Irrespective of the amendment to allow post facto clearance, Indian rules do not permit edible-oil storage terminals beyond a port or a notified port area. India’s coastal zones are categorized under four heads depending on the basis of ecological sensitivity of the particular area. Each category has a different set of rules for permissible and non-permissible activities. The project area of the edible-oil storage facility of KTV Health Foods is located along Ennore Expressway, an industrial corridor lying several miles away from the Chennai port and its notified area.

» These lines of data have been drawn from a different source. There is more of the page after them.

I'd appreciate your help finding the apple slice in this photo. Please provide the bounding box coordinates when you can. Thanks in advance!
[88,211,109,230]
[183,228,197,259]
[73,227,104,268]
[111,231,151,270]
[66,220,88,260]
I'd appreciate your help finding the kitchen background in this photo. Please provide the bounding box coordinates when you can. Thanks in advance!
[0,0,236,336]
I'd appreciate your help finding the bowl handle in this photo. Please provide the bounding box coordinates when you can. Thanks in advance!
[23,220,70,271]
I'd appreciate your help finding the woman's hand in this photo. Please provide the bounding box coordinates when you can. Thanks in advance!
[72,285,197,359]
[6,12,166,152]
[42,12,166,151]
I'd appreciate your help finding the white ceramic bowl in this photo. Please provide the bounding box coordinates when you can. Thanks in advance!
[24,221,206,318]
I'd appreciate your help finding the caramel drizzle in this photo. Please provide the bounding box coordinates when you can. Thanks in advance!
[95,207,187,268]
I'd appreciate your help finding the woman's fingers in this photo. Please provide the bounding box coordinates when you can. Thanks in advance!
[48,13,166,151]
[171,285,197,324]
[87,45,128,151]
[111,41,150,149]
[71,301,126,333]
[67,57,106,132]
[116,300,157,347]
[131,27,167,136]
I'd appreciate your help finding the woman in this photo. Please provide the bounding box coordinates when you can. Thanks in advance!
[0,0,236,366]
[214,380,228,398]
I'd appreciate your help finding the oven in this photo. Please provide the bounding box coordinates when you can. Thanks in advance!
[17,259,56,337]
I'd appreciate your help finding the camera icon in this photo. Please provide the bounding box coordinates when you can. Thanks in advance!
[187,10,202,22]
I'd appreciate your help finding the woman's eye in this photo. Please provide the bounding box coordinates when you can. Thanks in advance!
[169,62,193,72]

This area falls under the category of CRZ-II under Indian rules, where establishment of edible-oil storage facilities is not permitted.
‘ … it can be safely concluded that the activity is not a permissible activity within the CRZ–II Zone as it has to be established beyond the port area and as such even assuming that the amended notification of 2018 can be made applicable for granting ex-post facto clearance, if such application were filed within the specified time mentioned therein, even then it cannot be treated as a category permissible activity falling under that notification as it is not a permissible activity in the CRZ-II Zone except in a notified port and not outside the port area,’ the bench stated.
In the questionnaire sent to the Union Ministry of Environment, Forests and Climate Change, it has also been asked as to what punitive actions will be or have been taken against officials for providing the clearance to KTV Health Foods despite the edible-oil storage project area being located in a CRZ-II area. The article will be updated as and when the ministry responds to the queries.
The firm, KTV Health Foods, has been directed to dismantle the structures constructed in the CRZ Zone within a period of three months from the date on which the judgment was delivered. In the event of the firm not complying with the order, the Tamil Nadu Coastal Zone Management Authority has been directed to dismantle the structure and recover the cost thereof from the firm.
A questionnaire on this issue emailed to Mr Gautam Adani on 7 October 2020 had yet to elicit a response at time of publication.